Zwar gebe es einzelne Verbesserungen, diese seien jedoch schon lange angekündigt und halbherzig. Wesentlicher Mangel des Gesetzentwurfs sei die fehlende Ambition beim Ausbau erneuerbarer Energien. „Die leicht gehobenen Ausbauziele für Solar- und Windenergie reichen für die Klimaziele nicht aus.“ „Strom aus erneuerbaren Energien leistet einen wesentlichen Beitrag zur Erreichung der Klimaziele Deutschlands und der Europäischen Union“, heißt es einleitend im Referentenentwurf, der dem WESER-KURIER vorliegt. „Auf dem Weg zur Treibhausgasneutralität im Jahr 2050 muss deshalb der Ausbau der erneuerbaren Energien konsequent weiter vorangetrieben werden.“
Diese Konsequenz ist relativ – zumindest für Schnibbe: „Auch wenn die Ausschreibungsmengen für Wind-Onshore erhöht wurden, so sind diese immer noch deutlich zu niedrig, um das Ziel von 65 Prozent Strom aus Erneuerbaren bis 2030 zu erreichen.“ Eine jährliche Ausschreibungsmenge von mindestens fünf Gigawatt für Wind-Onshore wäre hier für eine sichere Zielerreichung notwendig – dies insbesondere auch vor dem Hintergrund der angestrebten stärkeren Sektorkopplung und dem dadurch deutlich steigenden Strombedarf.
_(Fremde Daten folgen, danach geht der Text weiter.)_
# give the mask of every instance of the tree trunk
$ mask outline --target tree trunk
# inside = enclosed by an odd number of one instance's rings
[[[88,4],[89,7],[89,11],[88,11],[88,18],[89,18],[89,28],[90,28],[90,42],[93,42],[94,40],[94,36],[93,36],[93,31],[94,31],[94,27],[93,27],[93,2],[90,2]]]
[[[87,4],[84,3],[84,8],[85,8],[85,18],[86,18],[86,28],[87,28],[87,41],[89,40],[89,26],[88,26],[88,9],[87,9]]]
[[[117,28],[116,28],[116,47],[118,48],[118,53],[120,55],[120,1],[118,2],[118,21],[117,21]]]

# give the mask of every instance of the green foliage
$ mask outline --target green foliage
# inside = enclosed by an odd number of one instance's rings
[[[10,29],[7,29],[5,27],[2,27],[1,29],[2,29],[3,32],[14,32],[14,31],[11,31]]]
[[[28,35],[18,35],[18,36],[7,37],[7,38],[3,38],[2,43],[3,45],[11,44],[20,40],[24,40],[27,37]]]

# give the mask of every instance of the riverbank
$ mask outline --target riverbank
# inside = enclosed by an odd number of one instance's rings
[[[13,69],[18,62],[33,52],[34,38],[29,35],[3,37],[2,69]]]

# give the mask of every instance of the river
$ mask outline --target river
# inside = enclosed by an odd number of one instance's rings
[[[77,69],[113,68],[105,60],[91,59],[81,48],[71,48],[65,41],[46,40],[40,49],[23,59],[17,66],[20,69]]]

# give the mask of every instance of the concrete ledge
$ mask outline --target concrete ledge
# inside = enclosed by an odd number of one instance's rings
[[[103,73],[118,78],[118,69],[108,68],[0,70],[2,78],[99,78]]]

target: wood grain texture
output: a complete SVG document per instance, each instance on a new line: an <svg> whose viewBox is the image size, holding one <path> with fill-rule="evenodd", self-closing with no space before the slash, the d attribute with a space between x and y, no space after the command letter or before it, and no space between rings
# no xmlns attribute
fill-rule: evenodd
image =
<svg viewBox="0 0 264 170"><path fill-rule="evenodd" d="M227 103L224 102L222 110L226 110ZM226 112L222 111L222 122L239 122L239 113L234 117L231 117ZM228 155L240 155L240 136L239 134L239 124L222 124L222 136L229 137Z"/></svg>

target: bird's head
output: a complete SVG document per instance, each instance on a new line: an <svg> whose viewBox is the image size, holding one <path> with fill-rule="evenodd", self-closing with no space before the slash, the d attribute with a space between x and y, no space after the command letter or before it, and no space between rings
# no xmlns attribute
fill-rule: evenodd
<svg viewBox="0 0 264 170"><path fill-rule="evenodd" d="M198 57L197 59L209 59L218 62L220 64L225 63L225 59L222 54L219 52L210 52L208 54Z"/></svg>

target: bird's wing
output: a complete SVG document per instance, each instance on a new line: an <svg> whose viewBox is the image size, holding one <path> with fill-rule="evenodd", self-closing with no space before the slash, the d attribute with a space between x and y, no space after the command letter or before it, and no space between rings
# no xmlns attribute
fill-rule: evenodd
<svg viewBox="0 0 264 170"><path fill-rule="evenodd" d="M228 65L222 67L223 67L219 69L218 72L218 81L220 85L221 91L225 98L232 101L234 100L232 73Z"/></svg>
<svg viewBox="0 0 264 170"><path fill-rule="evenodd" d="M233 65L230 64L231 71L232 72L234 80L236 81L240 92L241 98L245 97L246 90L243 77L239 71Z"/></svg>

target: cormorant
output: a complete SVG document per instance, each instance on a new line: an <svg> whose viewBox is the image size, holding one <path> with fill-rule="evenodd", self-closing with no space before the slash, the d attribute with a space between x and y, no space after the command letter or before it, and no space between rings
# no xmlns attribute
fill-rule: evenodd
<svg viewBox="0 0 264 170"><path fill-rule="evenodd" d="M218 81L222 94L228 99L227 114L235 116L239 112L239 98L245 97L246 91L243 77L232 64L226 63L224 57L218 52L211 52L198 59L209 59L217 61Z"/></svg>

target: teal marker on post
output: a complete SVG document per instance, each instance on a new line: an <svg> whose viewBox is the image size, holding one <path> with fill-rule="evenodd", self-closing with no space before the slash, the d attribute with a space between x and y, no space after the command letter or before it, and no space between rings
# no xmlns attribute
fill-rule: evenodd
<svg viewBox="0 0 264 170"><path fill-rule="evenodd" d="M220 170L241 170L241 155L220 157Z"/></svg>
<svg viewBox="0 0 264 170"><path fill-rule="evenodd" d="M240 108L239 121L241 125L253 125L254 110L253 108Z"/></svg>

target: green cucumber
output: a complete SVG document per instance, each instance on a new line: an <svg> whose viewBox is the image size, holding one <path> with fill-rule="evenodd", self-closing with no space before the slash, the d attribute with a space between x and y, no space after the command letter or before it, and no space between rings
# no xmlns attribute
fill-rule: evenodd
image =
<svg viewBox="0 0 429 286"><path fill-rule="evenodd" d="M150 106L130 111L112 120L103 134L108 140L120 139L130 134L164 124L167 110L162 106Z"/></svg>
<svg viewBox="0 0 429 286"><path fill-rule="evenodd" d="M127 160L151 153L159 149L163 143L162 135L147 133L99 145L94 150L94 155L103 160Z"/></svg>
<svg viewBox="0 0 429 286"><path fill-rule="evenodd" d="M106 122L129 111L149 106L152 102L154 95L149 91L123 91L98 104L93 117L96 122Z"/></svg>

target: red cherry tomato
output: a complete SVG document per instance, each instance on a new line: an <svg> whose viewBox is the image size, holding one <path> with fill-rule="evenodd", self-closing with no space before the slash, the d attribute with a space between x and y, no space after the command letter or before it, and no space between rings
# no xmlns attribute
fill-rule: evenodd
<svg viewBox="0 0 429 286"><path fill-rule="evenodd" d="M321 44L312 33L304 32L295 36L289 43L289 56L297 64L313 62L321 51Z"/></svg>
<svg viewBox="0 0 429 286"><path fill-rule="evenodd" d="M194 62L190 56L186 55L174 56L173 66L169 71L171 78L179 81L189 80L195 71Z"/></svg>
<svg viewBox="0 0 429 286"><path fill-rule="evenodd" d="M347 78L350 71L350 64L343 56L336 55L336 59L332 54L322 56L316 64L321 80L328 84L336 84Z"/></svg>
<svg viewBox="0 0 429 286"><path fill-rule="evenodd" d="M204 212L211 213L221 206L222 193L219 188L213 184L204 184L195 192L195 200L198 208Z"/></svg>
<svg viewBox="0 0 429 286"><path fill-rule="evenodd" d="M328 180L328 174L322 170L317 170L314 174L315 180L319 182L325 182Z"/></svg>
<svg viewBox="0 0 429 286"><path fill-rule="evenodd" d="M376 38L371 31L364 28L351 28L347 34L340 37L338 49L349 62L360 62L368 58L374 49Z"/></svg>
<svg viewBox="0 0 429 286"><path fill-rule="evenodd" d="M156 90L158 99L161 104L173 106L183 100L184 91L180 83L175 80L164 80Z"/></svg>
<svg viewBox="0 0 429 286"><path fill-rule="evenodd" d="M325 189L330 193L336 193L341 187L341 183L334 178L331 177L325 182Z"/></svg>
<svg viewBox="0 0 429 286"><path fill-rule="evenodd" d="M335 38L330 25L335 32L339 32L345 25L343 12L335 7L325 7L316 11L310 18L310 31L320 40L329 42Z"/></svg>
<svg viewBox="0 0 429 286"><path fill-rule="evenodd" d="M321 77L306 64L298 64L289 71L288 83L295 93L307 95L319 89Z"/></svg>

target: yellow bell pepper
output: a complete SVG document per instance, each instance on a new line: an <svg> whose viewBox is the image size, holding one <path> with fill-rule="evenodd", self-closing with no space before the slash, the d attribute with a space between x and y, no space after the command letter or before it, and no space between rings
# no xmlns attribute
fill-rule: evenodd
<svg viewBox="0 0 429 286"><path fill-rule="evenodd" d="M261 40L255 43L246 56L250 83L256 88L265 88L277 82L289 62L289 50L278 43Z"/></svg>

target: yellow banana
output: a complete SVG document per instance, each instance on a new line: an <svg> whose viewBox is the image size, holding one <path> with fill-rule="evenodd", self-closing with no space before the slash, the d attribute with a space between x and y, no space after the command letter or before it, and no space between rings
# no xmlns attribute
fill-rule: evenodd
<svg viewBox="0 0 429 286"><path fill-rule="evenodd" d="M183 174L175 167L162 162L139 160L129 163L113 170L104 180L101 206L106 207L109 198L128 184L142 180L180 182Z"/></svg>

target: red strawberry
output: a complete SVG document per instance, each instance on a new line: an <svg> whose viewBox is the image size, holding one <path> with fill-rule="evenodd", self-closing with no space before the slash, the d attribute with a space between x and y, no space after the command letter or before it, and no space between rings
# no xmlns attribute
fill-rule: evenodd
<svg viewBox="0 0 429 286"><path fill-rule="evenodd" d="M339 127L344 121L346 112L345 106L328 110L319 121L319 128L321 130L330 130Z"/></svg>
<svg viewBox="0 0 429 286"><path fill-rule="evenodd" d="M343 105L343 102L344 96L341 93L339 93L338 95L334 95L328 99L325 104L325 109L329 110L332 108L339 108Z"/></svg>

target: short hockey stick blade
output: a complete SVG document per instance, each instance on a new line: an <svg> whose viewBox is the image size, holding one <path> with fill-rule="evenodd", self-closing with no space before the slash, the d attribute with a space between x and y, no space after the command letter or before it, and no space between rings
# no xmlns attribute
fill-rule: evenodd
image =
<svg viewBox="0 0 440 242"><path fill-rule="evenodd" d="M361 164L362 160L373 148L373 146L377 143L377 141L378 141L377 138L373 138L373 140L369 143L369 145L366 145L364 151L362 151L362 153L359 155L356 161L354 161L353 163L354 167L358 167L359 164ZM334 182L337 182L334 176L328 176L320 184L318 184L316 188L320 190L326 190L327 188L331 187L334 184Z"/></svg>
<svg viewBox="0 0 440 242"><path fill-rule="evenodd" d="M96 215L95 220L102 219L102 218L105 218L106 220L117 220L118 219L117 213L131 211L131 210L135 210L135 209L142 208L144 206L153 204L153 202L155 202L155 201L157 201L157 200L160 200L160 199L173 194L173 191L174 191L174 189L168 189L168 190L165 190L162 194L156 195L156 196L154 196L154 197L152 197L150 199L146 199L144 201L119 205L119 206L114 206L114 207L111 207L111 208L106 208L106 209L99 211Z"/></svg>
Zu berücksichtigen sei bei der Ausschreibungsmenge auch die hohe Zahl an Anlagen, die in den kommenden Jahren zurückgebaut werden. „Dem Referentenentwurf kann diesbezüglich ja entnommen werden, dass offensichtlich mit einem Nettozubau von lediglich 17 Gigawatt Wind-Onshore bis 2030 gerechnet wird.“
Bürger finanziell beteiligen
Es gibt aber auch Vorschläge im Entwurf, die auf Zustimmung stoßen. So werden gezielte Maßnahmen zum Erhalt der Akzeptanz für den weiteren Ausbau der erneuerbaren Energien vorgeschlagen. Bürger sowie Standortkommunen sollen künftig – wie im Vermittlungsausschuss zwischen Bundestag und Bundesrat vereinbart – finanziell an den Erträgen neuer Windenergieanlagen beteiligt werden. Diese direkten Zahlungen sorgen für Anreize, damit vor Ort neue Flächen für die Windenergie ausgewiesen werden.
„Die finanzielle Beteiligung der Kommunen an den Erträgen vor Ort ist hingegen eine Neuerung, die wir seit vielen Jahren fordern und die mit Sicherheit zu einer stark zunehmenden Akzeptanz vor Ort führen wird“, so Schnibbe. „Das gewählte Modell mittels einer Zwangsabgabe und insbesondere auch in der vorgeschlagenen Höhe begrüßen wir ausdrücklich. Durch eine Abgabe an die Gemeinde profitieren, zumindest indirekt, wirklich alle Bürger vor Ort und nicht nur einige, die sich an einem Bürgerwindpark beteiligen können.“ Ebenfalls zu begrüßen sei die Abschaffung der Netzausbaugebiete sowie die Anreize, Windenergieanlagen auch an windschwächeren Standorten im Süden zu errichten.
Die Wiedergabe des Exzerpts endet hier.